ГЛАВА ПЯТНАДЦАТАЯ,
в которой Генделев себе же скажет: «Чу!»,
прикладываясь к милому плечу
На вечер съезжались.
Собственно, это был вечер двух залеточек, пары иностранных штучек, двоих изменников родины вечер, в двух отделениях.
Первое – Бахыт Кенжеев (государство Канада).
Конечно, с москвичом Бахытом (красивой степной девочкой лет под сорок) у ленинградца Генделева (государство Израиль) другого времени лично свидеться не нашлось, кроме как между первым его и вторым своим отделением вечера их эмигрантской поэзии, на который – съезжались.
На вечер.
Эмигрантской, вот беда какая, – поэзии.
В Большом зале.
Ну, положим – в большом зале ДК пищевой промышленности.
... Но – в большом зале!
Но – ДК имени Крупской. Надежды Константиновны.
В «пищевичке». В «хлеболепешке». Что на улице «Правды».
– Вечер?
– Да!
– Поэзии?
– ! ...
Что «какой?» – русским же языком: Э-ми-грант-ской. Конечно, официальный... То-се, билеты. Повторяю: э-ми-гра... Что «Иди ты»?!

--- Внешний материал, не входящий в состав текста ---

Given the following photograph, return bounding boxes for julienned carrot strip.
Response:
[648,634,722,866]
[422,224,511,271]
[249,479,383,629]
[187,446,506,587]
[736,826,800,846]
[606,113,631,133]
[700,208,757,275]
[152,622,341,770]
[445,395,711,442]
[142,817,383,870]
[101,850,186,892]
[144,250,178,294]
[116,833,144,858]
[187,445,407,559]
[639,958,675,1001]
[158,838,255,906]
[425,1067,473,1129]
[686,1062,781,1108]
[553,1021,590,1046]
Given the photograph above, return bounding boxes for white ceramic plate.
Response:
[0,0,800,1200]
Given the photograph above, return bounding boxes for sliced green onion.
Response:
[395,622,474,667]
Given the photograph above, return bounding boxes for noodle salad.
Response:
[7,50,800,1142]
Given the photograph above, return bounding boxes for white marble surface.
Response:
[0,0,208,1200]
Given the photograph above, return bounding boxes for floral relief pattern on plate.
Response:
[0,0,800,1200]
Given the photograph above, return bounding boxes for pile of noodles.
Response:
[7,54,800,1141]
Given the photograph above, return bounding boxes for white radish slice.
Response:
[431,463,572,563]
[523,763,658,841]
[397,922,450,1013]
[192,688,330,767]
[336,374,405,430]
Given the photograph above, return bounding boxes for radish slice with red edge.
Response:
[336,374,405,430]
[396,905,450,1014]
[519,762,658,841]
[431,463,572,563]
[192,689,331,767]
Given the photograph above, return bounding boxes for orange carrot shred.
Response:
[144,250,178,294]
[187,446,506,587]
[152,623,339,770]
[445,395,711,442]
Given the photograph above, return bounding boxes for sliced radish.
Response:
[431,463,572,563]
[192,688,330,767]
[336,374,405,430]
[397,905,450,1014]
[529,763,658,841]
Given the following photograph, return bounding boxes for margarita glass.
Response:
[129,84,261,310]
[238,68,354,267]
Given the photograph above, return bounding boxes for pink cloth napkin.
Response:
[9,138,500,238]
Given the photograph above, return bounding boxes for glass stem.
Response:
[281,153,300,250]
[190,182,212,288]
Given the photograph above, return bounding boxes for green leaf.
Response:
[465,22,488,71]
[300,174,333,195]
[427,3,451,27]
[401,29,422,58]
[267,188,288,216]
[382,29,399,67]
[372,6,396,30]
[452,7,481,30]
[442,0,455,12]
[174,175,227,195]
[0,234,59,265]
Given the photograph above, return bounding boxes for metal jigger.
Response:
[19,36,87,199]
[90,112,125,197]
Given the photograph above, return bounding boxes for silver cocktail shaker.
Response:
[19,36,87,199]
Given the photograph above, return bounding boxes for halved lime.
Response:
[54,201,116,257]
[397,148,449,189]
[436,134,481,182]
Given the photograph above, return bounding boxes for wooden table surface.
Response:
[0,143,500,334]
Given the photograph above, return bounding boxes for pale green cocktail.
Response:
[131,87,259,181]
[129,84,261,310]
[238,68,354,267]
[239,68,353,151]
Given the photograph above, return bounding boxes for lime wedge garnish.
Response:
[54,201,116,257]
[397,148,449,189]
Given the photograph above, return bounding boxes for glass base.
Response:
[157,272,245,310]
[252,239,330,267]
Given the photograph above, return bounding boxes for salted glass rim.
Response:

– А вы знаете, сограждане, что в тот же самый вечер – вечер! Да, такое совпадение. В бывшем ВТО. Вечер памяти, тьфу! – вечер Бродского? То есть вечер по Бродскому, то есть вечер имени Бродского! Который Джозеф. Который (а что я такого сказал?) – лауреат. Да-да-да! Да разрешили? Да! Разрешили – да! И дежурные по Бродскому ведут тот вечер: Костя (Константин Маркович) Азадовский и Саша (Александр Семенович) Кушнер. Этот – который сидел, пресловутый, и – который зато поэт.
Один сидел, как Осип, второй поэт, как Иосиф.
А тут! Вечер живых эмигрантов – Бахыта Кенжеева и Мишки, подумайте только – Генделева.
– Что как? – Так! Гласность – не хухры-мухры. (Это «не хухры» и объяснили администраторше ДК имени Надежды К. Крупской, вдовы тоже небезызвестного эмигранта Ник. Ленина, объяснили – поклонники и рачители наших с Бахытом муз-изгнанниц. Заодно, говорят, прожектер и организатор этого вечерочка Витя Кривулин под горячую руку довел до сведения администрации тот малоизвестный по нынешним временам, но исторический, в сущности, факт, что муж товарища Крупской товарищ Крупский (администраторша зарделась и глупо хихикнула), так вот, товарищ Крупский даже и помер в эмиграции, далеко пережив второго мужа своей идиотки, и помер персональной смертью и нераскаявшимся меньшевиком. Факт доконал, и хоть администрация сама – была не была – но зал дала).
Съезжались все старые молодые поэты петербуржской школы.
Заранее пришел Петя Чейгин, лирик с ясными с точки зрения судебной психопатологии очами, чьи избранные – о, когда бы! – им самим стихи двадцатилетней свежести наконец пристроились в задрипанный альманашек, каковой и подарил с дарственной. Можно подумать, что этих стихов не знавали мы наизусть в те еще времена, когда случилась Генделева с Чейгиным дуэль под окнами ныне кельнской поэтессы – Юлии Вознесенской, но не из-за ее – Печорской лавры – мощесложения, а из-за телосложения Петькиного.
Рубились на эспадронах.
И были они, стихоплеты, юны, пьяны и в кружевах по снежку на закатном морозце. Рубились во дворе, в проходном. Разгорячился псих-Чейгин, от смехотворного оружия потерпев, взбежал на пятый Юлин этаж, где не отвлекаясь пировала честна компания, и выкинул на сатисфактора кактус. Соседский, в горшке. Чудом жив Генделев, а вы говорите. Шрам – вот он, а сейчас –
поцеловались и ушел старый Петя, на вечер не остался, чужих стихов последовательно не терпел.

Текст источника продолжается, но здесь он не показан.